Usando il colore per le vicende del passato (il film) e il bianco e nero per l’attualità, Salvatores disegna una vicenda dai chiarissimi rimandi felliniani. Leo Bernardi è un regista demotivato e impigrito, che dovrebbe lavorare al montaggio finale del suo film su Casanova (già richiesto dalla Mostra del Cinema di Venezia); ma Bernardi traccheggia, lascia tutto in mano al suo fido montatore (un grande Natalino Balasso) e preferisce rintanarsi in una casa milanese iper moderna e fredda, governata dalla domotica, capace di accoglierlo quando entra ed aprire il rubinetto quando sa che deve lavarsi le mani, ma anche capricciosa e capace di rivoltare i comandi contro il proprietario. Bernardi è sempre malmostoso, sia che si rivolga con malagrazia alle sue conquiste amorose, sia nell’essere scorretto quando tira di scherma, sia nel rifiutare i giornalisti che vorrebbero sapere di più sul suo film. Mentre la vicenda del Casanova squattrinato, che impegna i suoi averi per trascorrere di nascosto un’ultima notte d’amore con la giovane amante di un ufficiale veneziano, segna gli squallidi stratagemmi di un uomo che ormai ha perso il suo fascino, anche le vicende del regista sono all’insegna di un’impotenza affettiva nei confronti delle donne, del suo lavoro e del confronto con registi più giovani e acclamati.

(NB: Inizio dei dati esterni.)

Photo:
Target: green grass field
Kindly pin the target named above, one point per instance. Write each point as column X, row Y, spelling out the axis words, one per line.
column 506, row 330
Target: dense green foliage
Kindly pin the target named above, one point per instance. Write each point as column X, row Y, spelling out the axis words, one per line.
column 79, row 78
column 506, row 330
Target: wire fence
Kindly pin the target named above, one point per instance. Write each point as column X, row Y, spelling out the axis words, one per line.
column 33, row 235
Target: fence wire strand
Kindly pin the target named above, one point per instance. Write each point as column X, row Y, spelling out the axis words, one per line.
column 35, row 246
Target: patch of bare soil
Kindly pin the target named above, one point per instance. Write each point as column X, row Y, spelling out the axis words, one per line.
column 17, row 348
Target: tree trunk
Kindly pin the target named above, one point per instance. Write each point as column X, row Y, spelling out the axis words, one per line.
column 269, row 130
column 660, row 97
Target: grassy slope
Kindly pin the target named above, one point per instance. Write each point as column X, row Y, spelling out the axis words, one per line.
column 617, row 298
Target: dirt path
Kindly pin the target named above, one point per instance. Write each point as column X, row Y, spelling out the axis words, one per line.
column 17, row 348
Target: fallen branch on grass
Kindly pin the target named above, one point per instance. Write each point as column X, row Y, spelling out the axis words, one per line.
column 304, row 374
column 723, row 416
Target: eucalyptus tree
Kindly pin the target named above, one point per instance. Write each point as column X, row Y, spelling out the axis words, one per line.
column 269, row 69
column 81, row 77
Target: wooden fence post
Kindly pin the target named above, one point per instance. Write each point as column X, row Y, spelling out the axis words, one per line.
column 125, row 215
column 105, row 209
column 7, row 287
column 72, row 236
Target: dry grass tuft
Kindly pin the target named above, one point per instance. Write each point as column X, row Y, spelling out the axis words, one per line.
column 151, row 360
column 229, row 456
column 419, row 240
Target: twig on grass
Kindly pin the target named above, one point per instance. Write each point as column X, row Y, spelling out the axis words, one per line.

Il racconto di Salvatores, anche se strutturato su piani differenti e con la presenza di ottimi attori, mostra dei limiti oggettivi. La storia è scontata fin dai primi passaggi, l’accidia del regista protagonista si sa già dove e come andrà a finire, come pure le sue schermaglie amorose all’inseguimento di una donna più giovane (Sara Serraiocco), conosciuta nelle campagne durante la ricerca dei luoghi per i film, che sembra non prenderlo sul serio. Anche la parte riguardante Casanova è piena di orpelli e dialoghi convenzionali, che non riescono ad appassionare lo spettatore alle vicende del famoso personaggio. Così l’insieme risulta poco interessante, se non addirittura noioso in alcuni momenti. Siamo ben lontani dai ricordi e dalle visioni oniriche di Fellini/Marcello Mastroianni in 8 ½, ma anche da prove più convincenti del regista milanese, che in questa occasione ha ecceduto in citazioni, allusioni, ciprie e parrucche, per un film sul tempo che passa, ma che in realtà sembra non passare mai.